Federal Managers Pass Off Bad Workers with Great Evals

Many federal managers give highly inflated evaluations to bad employees in hopes they will get promoted to another assignment, a practice dubbed “Export Packing,” reports Government Executive magazine’s William Rudman.

Hiring a federal employee might seem like a sure bet with the recommendation of a former boss. But think again. A common complaint among federal managers is that they were duped by fellow bosses who said an employee was a competent and terrific person when in truth the supervisor was trying to get rid of a performance or behavior problem. Needless to say, managers are more likely to say they’re on the receiving end of the ancient art of “packing for exportation” than to confess to foisting bad apples on others with bogus evaluations. How does one guard against export packing and what, if any, are the legal implications?

[…]

Many managers are afraid of being sued by current or former employees, but this fear is ill-founded. The Supreme Court ruled in 1983 in Bush v. Lucas that federal employees cannot sue federal managers for anything arising from a personnel action or the employer-employee relationship. If trouble does arise, then it most likely would come from the other side. Agencies that tolerate the export packing of violent employees, sexual harassers or those whose negligence has endangered lives risk, at the minimum, excoriation by the press and Congress.

[…]

All managers can do is question the candidate closely, try to find supervisors and co-workers willing to speak candidly, and look for the warning signs: short tenure, willingness to accept a seemingly lesser position, a history of hopping from agency to agency, and failure to list current or former supervisors and colleagues as references.
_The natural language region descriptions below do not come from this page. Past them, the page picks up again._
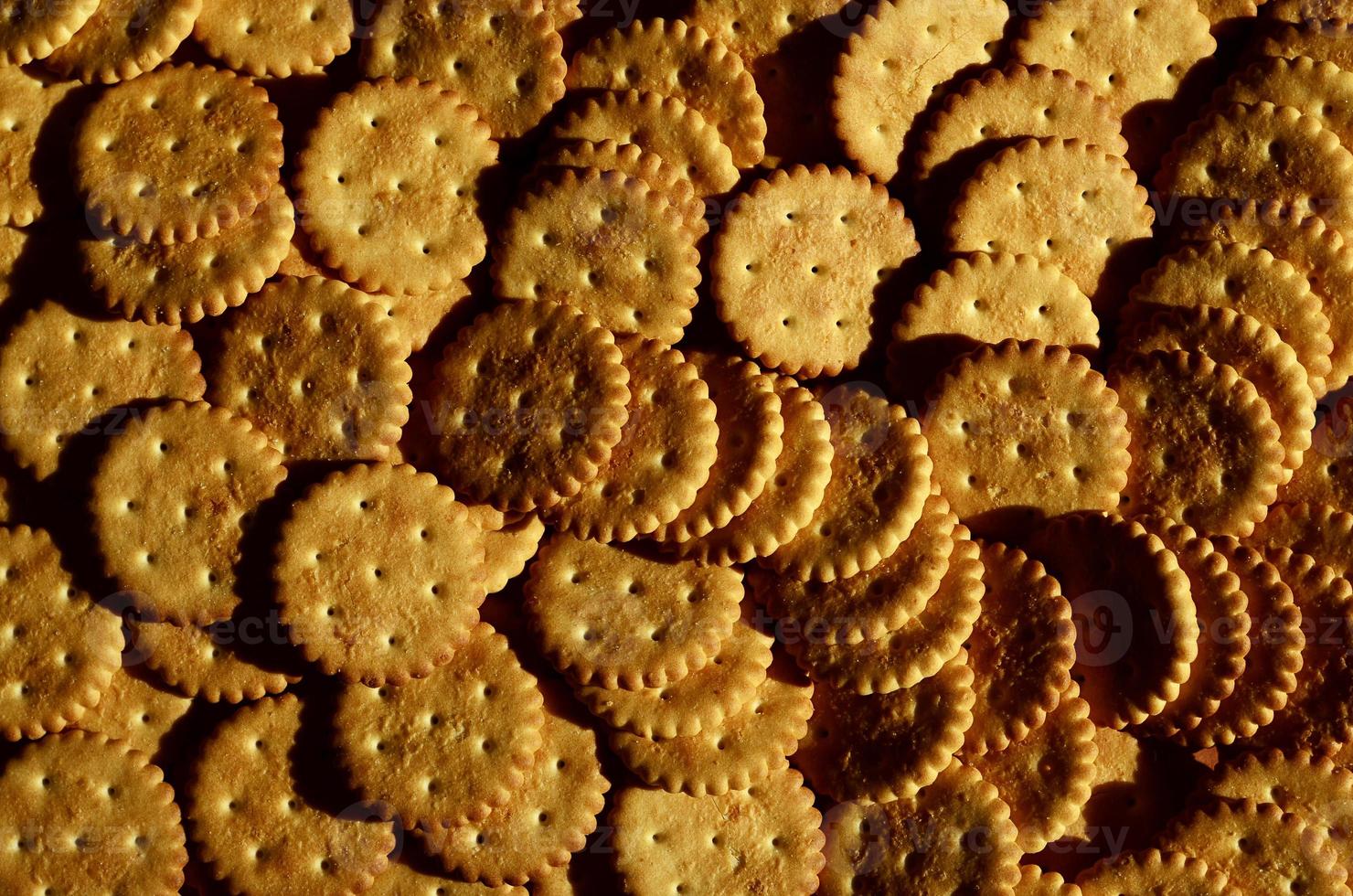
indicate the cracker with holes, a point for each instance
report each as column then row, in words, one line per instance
column 318, row 368
column 1272, row 661
column 885, row 747
column 180, row 154
column 659, row 124
column 606, row 244
column 791, row 497
column 1138, row 56
column 701, row 700
column 279, row 39
column 76, row 794
column 902, row 658
column 1262, row 152
column 1022, row 650
column 31, row 110
column 185, row 282
column 1271, row 850
column 1248, row 281
column 250, row 775
column 171, row 499
column 619, row 617
column 868, row 605
column 666, row 448
column 549, row 817
column 1253, row 348
column 1064, row 202
column 1204, row 447
column 747, row 411
column 800, row 264
column 504, row 59
column 59, row 651
column 527, row 403
column 761, row 839
column 450, row 749
column 1223, row 628
column 682, row 61
column 1135, row 620
column 1046, row 777
column 983, row 299
column 736, row 752
column 231, row 661
column 896, row 65
column 881, row 476
column 124, row 38
column 64, row 375
column 380, row 574
column 1023, row 431
column 389, row 186
column 887, row 848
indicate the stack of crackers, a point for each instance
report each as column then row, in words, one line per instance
column 685, row 447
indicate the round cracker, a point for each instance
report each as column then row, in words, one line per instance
column 896, row 64
column 1022, row 650
column 257, row 826
column 681, row 61
column 450, row 749
column 984, row 299
column 870, row 605
column 904, row 658
column 549, row 817
column 279, row 39
column 1023, row 200
column 61, row 372
column 379, row 574
column 1262, row 152
column 171, row 499
column 881, row 478
column 660, row 124
column 385, row 216
column 1223, row 628
column 183, row 282
column 1026, row 430
column 73, row 795
column 605, row 244
column 701, row 700
column 761, row 839
column 800, row 264
column 953, row 837
column 747, row 411
column 665, row 453
column 1253, row 348
column 1135, row 620
column 34, row 28
column 505, row 59
column 622, row 619
column 1136, row 56
column 1316, row 250
column 1204, row 447
column 527, row 403
column 1246, row 281
column 318, row 367
column 1271, row 850
column 59, row 650
column 1272, row 661
column 1046, row 777
column 124, row 38
column 180, row 154
column 220, row 662
column 791, row 497
column 885, row 747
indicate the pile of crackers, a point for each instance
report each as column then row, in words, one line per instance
column 676, row 447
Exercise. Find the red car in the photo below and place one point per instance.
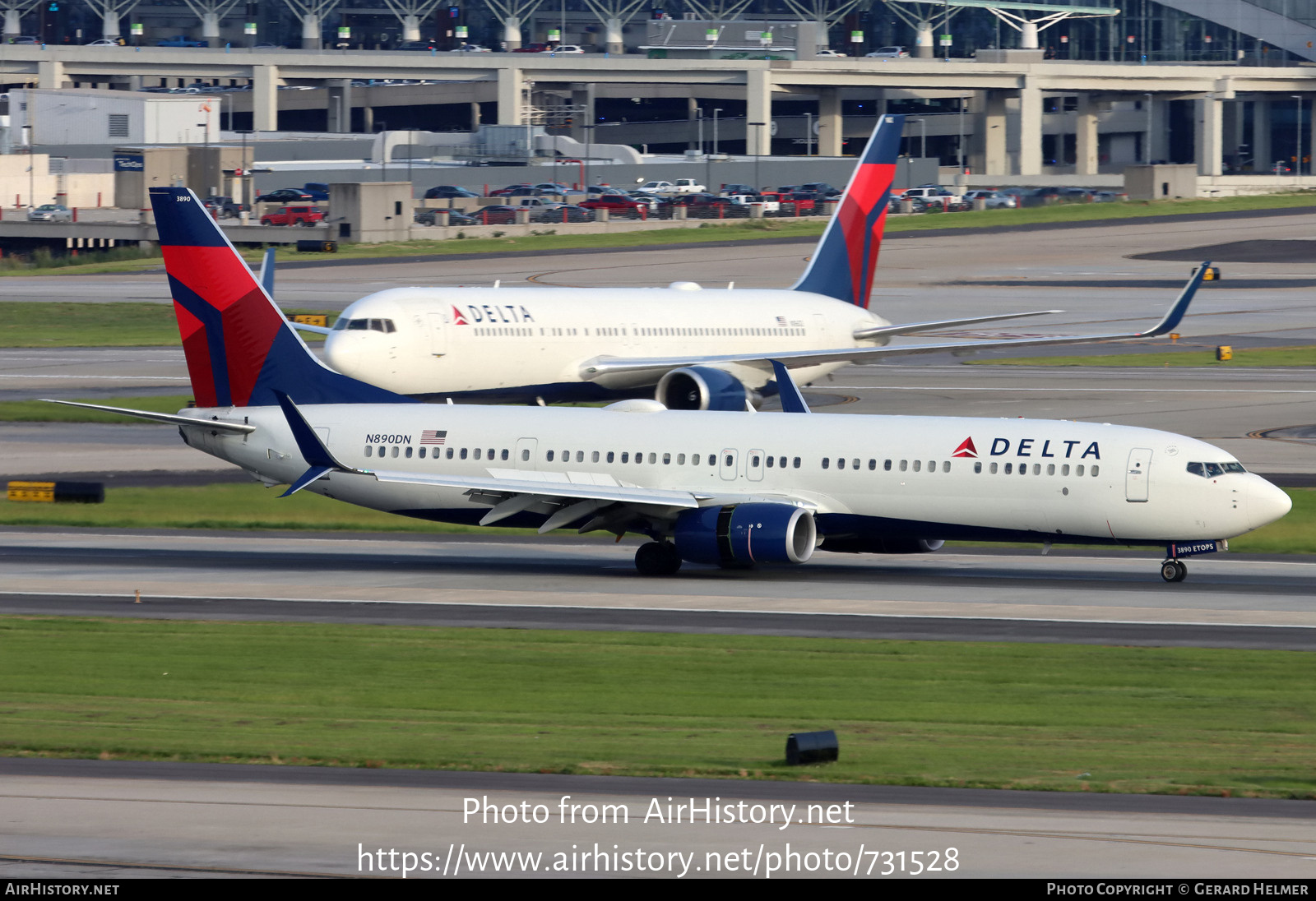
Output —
(618, 203)
(306, 216)
(495, 215)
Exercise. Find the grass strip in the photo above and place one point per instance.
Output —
(37, 411)
(129, 324)
(548, 240)
(1249, 357)
(912, 714)
(254, 506)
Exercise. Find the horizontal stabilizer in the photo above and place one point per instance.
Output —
(795, 359)
(219, 425)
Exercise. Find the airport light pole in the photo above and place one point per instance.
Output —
(1147, 150)
(758, 150)
(589, 140)
(960, 148)
(923, 136)
(1298, 164)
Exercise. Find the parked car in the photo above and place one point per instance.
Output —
(431, 217)
(303, 216)
(225, 207)
(618, 204)
(656, 187)
(932, 195)
(740, 188)
(994, 199)
(563, 214)
(285, 196)
(445, 191)
(50, 214)
(820, 187)
(495, 215)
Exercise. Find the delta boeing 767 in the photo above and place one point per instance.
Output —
(730, 488)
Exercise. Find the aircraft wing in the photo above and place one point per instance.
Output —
(878, 330)
(572, 486)
(216, 425)
(794, 359)
(569, 497)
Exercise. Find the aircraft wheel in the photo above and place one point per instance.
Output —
(657, 559)
(1173, 571)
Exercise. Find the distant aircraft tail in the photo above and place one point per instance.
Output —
(240, 349)
(846, 256)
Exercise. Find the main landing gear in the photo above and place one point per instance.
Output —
(657, 559)
(1175, 571)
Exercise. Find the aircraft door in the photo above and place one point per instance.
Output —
(727, 464)
(1136, 479)
(754, 466)
(526, 453)
(438, 335)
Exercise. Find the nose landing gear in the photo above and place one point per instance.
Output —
(1175, 571)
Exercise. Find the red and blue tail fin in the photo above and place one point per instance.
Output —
(240, 349)
(846, 256)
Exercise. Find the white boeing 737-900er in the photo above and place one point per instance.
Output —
(688, 346)
(730, 488)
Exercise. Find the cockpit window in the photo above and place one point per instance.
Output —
(365, 326)
(1212, 470)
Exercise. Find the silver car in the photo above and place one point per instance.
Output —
(50, 214)
(994, 199)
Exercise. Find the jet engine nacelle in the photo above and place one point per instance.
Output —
(704, 388)
(747, 533)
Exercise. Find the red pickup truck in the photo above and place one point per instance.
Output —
(306, 216)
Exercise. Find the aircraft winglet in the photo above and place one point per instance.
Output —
(317, 457)
(793, 401)
(1175, 313)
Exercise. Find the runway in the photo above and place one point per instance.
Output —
(123, 820)
(234, 574)
(63, 817)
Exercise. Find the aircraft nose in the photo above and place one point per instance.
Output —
(341, 352)
(1267, 503)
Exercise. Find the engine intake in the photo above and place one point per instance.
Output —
(702, 388)
(747, 533)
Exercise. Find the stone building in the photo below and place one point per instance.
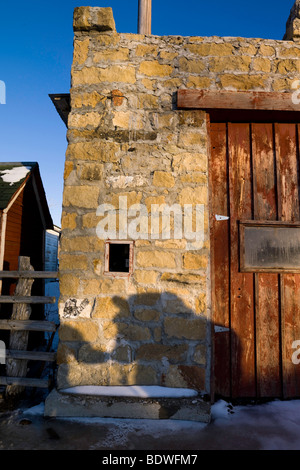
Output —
(172, 144)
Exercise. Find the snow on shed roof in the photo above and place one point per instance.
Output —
(13, 175)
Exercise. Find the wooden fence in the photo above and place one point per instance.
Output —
(20, 325)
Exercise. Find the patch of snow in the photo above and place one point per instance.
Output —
(35, 410)
(15, 174)
(141, 391)
(219, 410)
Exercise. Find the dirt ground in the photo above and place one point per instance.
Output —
(270, 426)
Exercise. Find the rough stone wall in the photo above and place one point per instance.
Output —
(127, 138)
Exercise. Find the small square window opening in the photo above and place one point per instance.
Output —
(118, 257)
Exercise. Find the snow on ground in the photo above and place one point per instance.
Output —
(268, 426)
(132, 391)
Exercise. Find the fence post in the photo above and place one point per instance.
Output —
(19, 339)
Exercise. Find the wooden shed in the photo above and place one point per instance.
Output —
(24, 217)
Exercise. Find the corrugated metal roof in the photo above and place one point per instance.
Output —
(12, 175)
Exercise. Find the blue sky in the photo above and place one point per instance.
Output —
(36, 42)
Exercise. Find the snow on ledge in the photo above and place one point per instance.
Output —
(140, 391)
(15, 174)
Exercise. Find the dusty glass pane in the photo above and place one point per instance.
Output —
(272, 247)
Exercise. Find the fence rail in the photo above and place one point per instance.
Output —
(20, 325)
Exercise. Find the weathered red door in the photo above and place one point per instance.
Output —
(254, 173)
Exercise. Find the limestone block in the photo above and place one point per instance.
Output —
(163, 179)
(153, 68)
(93, 18)
(146, 314)
(159, 259)
(111, 307)
(154, 352)
(194, 261)
(79, 330)
(184, 328)
(81, 196)
(81, 49)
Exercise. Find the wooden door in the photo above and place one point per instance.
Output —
(254, 174)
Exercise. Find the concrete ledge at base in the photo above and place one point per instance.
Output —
(61, 404)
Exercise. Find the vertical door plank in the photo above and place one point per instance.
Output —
(266, 284)
(242, 288)
(220, 259)
(288, 197)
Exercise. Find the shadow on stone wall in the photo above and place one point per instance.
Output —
(146, 339)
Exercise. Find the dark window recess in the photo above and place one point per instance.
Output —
(119, 257)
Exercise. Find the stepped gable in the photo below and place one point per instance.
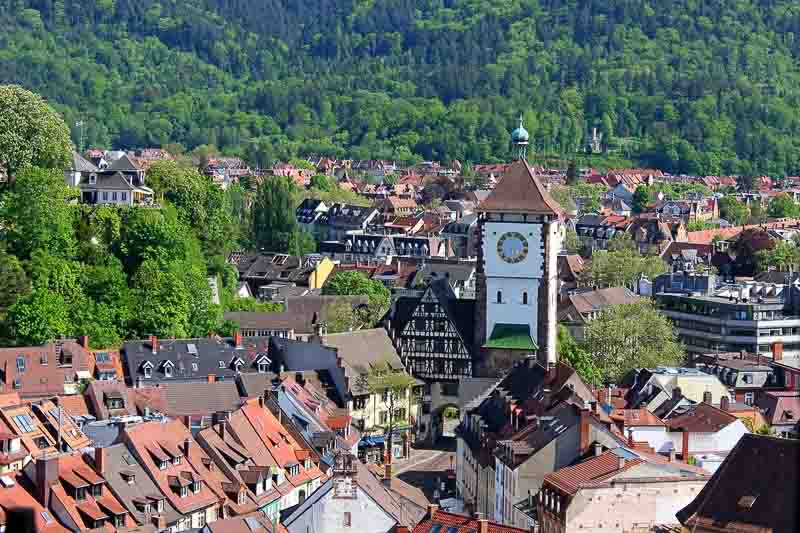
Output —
(519, 191)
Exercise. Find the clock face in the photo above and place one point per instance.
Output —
(512, 247)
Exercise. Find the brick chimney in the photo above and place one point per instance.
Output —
(584, 431)
(724, 403)
(100, 460)
(777, 351)
(387, 474)
(46, 477)
(483, 523)
(685, 448)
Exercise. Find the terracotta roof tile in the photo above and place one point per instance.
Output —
(520, 191)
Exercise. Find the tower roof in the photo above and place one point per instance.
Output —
(519, 191)
(520, 135)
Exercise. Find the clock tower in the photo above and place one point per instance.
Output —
(521, 233)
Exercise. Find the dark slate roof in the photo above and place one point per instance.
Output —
(114, 181)
(460, 312)
(346, 215)
(123, 164)
(119, 461)
(295, 356)
(301, 314)
(215, 356)
(80, 164)
(756, 486)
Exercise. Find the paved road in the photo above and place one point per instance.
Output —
(427, 469)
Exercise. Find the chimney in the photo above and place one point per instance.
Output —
(777, 351)
(159, 521)
(584, 431)
(724, 403)
(100, 460)
(685, 447)
(483, 523)
(387, 474)
(46, 477)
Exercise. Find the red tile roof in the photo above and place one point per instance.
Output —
(598, 468)
(702, 418)
(520, 191)
(464, 524)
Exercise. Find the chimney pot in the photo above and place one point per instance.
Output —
(100, 460)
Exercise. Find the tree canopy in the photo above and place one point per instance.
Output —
(628, 336)
(31, 132)
(675, 85)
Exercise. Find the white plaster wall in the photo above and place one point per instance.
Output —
(655, 436)
(531, 267)
(619, 508)
(512, 310)
(327, 516)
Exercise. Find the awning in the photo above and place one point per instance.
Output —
(511, 337)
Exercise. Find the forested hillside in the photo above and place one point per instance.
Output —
(707, 86)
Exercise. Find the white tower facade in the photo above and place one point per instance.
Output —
(521, 235)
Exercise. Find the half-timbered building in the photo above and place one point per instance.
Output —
(434, 336)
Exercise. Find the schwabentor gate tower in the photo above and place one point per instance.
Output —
(521, 234)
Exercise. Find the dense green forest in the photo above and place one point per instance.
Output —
(696, 86)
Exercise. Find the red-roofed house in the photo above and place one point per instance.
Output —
(456, 523)
(178, 467)
(617, 490)
(71, 490)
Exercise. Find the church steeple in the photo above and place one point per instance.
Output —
(519, 141)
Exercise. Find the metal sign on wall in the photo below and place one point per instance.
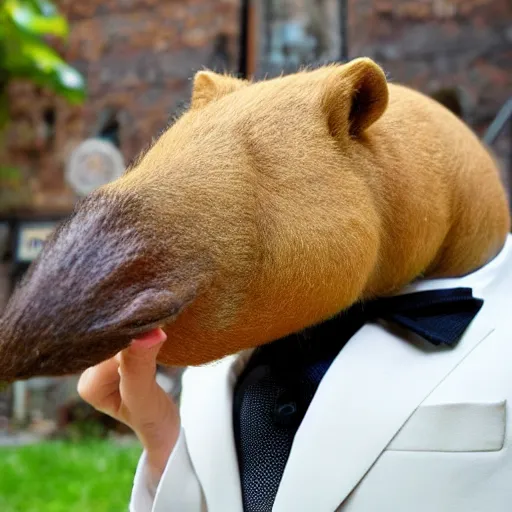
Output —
(31, 238)
(95, 162)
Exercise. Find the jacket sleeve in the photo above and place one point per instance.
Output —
(178, 490)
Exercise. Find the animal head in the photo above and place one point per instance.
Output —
(266, 208)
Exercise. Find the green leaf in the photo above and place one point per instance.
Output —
(28, 20)
(32, 59)
(44, 7)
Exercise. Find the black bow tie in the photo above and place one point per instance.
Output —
(274, 391)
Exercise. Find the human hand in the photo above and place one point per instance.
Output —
(125, 388)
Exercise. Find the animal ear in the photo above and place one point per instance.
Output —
(355, 97)
(209, 86)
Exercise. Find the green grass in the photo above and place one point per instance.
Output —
(93, 476)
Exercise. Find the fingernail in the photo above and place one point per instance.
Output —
(150, 339)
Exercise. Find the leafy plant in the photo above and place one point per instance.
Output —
(25, 26)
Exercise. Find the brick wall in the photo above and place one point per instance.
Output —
(137, 57)
(434, 44)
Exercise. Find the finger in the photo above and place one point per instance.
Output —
(138, 366)
(99, 382)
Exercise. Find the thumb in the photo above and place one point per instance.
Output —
(137, 365)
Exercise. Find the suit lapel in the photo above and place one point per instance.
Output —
(207, 418)
(371, 389)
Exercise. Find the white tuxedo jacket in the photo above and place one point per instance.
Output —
(396, 425)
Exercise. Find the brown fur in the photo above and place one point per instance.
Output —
(266, 208)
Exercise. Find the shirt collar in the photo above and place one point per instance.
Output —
(479, 281)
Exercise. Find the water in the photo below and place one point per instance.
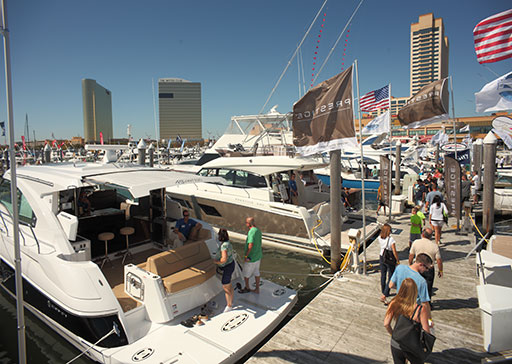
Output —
(298, 271)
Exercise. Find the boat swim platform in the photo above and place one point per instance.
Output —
(344, 322)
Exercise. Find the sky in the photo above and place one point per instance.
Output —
(236, 49)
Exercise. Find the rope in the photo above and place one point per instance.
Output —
(471, 217)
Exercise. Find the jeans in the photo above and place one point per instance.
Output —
(385, 269)
(429, 276)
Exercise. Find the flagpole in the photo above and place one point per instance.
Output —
(22, 358)
(363, 172)
(390, 197)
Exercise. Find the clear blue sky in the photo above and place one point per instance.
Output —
(236, 49)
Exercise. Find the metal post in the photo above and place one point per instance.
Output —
(490, 142)
(363, 170)
(335, 210)
(14, 195)
(398, 160)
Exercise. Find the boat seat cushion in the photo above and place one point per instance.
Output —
(183, 267)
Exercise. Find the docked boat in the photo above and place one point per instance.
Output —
(257, 186)
(101, 268)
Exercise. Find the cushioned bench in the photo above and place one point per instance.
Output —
(184, 267)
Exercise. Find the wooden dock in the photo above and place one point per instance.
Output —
(344, 323)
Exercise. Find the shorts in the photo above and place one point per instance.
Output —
(252, 269)
(227, 272)
(413, 237)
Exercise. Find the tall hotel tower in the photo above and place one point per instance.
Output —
(429, 52)
(97, 105)
(179, 105)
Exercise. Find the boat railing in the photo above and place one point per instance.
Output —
(21, 223)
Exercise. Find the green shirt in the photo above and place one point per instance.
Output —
(226, 245)
(254, 237)
(415, 219)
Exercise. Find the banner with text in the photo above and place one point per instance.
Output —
(323, 120)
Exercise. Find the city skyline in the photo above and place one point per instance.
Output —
(236, 51)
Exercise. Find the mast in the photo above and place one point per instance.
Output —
(14, 196)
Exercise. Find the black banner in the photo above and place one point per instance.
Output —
(452, 181)
(385, 188)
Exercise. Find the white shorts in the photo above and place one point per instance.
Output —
(252, 269)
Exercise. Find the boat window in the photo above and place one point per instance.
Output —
(25, 212)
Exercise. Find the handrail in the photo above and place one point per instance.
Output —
(21, 223)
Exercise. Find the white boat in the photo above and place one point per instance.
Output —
(141, 311)
(257, 186)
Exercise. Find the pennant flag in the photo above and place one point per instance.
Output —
(378, 125)
(374, 100)
(502, 126)
(464, 129)
(428, 106)
(493, 38)
(496, 95)
(323, 119)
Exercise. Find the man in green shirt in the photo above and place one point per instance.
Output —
(252, 256)
(416, 223)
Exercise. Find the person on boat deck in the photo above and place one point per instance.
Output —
(84, 203)
(253, 255)
(224, 259)
(187, 228)
(294, 195)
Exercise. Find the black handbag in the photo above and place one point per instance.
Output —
(411, 337)
(388, 256)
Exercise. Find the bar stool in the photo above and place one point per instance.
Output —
(106, 237)
(127, 231)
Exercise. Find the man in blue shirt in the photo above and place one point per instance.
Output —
(187, 228)
(422, 263)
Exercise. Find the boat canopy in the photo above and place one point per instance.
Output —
(266, 165)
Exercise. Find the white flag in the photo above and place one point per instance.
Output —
(378, 125)
(496, 95)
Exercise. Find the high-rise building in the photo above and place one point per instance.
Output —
(97, 105)
(179, 105)
(429, 52)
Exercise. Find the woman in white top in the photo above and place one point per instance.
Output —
(386, 241)
(437, 211)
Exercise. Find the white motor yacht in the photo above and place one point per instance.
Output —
(258, 186)
(101, 267)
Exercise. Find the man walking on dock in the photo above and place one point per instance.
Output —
(252, 257)
(426, 246)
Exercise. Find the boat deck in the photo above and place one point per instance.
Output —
(114, 273)
(344, 323)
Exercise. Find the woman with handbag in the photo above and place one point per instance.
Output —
(408, 329)
(388, 260)
(438, 216)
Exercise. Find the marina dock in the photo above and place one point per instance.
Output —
(344, 323)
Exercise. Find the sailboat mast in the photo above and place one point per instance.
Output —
(14, 196)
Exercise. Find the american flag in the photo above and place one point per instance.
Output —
(373, 100)
(493, 38)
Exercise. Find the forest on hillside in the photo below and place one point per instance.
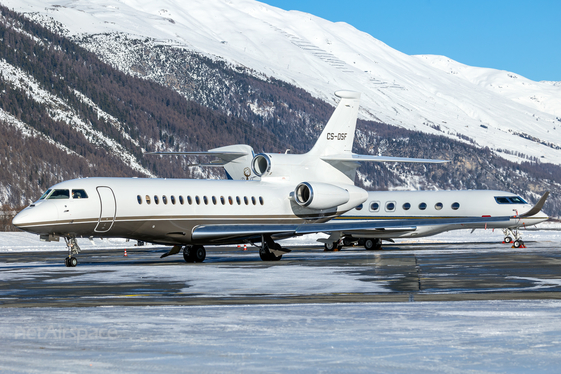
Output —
(207, 104)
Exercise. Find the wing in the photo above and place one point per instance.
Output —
(369, 158)
(224, 155)
(230, 233)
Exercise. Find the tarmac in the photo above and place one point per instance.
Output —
(397, 273)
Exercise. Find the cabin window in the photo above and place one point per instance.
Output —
(80, 194)
(44, 196)
(517, 200)
(508, 200)
(59, 194)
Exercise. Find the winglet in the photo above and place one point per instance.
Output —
(538, 207)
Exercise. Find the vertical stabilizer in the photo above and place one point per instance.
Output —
(338, 135)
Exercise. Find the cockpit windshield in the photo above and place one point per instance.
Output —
(79, 194)
(59, 194)
(510, 200)
(64, 194)
(44, 196)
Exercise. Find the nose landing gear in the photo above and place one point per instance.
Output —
(73, 249)
(514, 237)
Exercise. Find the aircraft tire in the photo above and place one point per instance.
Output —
(199, 253)
(268, 256)
(188, 253)
(372, 244)
(71, 262)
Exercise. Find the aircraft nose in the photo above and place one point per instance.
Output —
(35, 215)
(22, 218)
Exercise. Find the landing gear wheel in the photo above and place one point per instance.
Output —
(333, 246)
(372, 244)
(199, 253)
(195, 253)
(266, 255)
(71, 262)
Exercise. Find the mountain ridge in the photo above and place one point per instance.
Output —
(241, 105)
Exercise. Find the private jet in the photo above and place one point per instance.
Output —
(190, 214)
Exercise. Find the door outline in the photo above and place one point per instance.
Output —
(107, 210)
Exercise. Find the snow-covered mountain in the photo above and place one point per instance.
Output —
(512, 115)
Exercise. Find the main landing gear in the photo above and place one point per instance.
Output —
(73, 249)
(271, 251)
(513, 237)
(369, 244)
(194, 253)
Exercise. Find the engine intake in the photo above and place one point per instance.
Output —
(320, 195)
(261, 164)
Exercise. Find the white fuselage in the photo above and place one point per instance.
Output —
(165, 210)
(407, 205)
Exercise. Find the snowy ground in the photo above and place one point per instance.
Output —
(419, 337)
(455, 337)
(21, 241)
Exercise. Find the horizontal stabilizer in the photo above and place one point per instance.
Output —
(232, 155)
(537, 208)
(209, 233)
(370, 158)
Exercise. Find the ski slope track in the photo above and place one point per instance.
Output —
(514, 116)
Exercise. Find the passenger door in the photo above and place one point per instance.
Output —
(108, 207)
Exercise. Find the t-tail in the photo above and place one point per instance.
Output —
(330, 159)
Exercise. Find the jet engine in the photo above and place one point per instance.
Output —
(261, 164)
(320, 195)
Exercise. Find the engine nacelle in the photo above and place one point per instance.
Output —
(261, 164)
(320, 195)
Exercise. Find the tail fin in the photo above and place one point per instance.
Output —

Following these steps, managers can reduce — but, unfortunately, not eliminate — the chances of being scammed by an exporter.

Integrity on the part of tenured public employees in supervisory positions, alas, is too much to hope for.

FILED UNDER: Congress, Supreme Court, Uncategorized
James Joyner
About James Joyner
James Joyner is Professor and Department Head of Security Studies at Marine Corps University's Command and Staff College. He's a former Army officer and Desert Storm veteran. Views expressed here are his own. Follow James on Twitter @DrJJoyner.

Comments

  1. James, when you were on active duty, surely you heard the saying, “Screw up, move up.”

  2. James Joyner says:

    Don: I’ve heard the saying but it was seldom true. OERs were inflated, to be sure, but across the board. Still, the top blocks were almost always given to those the commander legitimately thought were the best. While I sometimes differed with the commander’s judgment–showboaters occasionally beat the system–I never had a sense that they were giving out the best ratings to those who were the worst officers or soldiers.

  3. Randall says:

    How true it is. Come to Tinker AFB in Oklahoma City. It’s well known that good workers get low evaluations while bad workers get higher numbers. 81 points seems to be the magic number to promotion. Managers will deny this, but they do not want to loose good workers so they give them lower evaluation numbers, while they want to be rid of the lazy unmotivated type of worker so they get higher marks thus making them more promotable. Whats really sad is that the AFL-CIO crybaby members usually get the best numbers and are at times are some of the worst workers. I should add that a lot of supervisors in my workplace are high-school graduates who are not qualified to make an objective evaluation of a worker. Not all federal workers are poor employees, and not all federal managers are lacking in qualifications, as for me, I am a blue collar worker trying to finish a BS in business management, but if the system does not change I will go from a hard worker with low numbers to a screw-off with high numbers. Thanks for letting me vent.

  4. John Burgess says:

    The article errs in saying that managers fear being sued. Most managers know that they cannot be held personally liable.

    What bad OERs can produce, though, are unending pains in the ass. Even though a given personnel action may be ungrievable by definition doesn’t mean that the adversely affected employee won’t grieve or that the union won’t support the grievance, all the way to the bitter end.

    I recall one grievance filed against me that had to do with something that was explicitly spelled out in the labor contract as non-grievable. It still took up six months of my time and three separate levels of hearings before it got the wooden stake.

    And I was dealing with another grievance six months after I’d retired!

    Avoiding confrontations involving HR/Personnel is simply pain-avoidance. If you can make the pain go away by making it someone else’s pain, that’s sometimes an effective solution to the immediate problem. It does nothing to solve the underlying problem, of course.

  5. Mac says:

    Oh please.

    Promoting a slacker or problem employee out of your department is a time honored trick at most major corporations.

    As an IT consultant I’ve worked for many Fortune 500 companies, and I’ve seen this paradigm at virutally all of them.

    The Feds hardly have a monopoly on this sort of behavior.

  6. Randall says:

    Mac, I agree with you all the way. The problem that I see is how in federal service managers get offended that they would even be accused of such an unethical practice. Everything is done by the book, all promotions approved are well earned. Yea right,and politicians don’t lie!

  7. legion says:

    James,
    The lack of integrity is bad, but it’s an unsurprising response to the civil service system – it’s so incredibly hard to actually demote or fire bad workers that this is literally the only way many supervisors have to get rid of losers.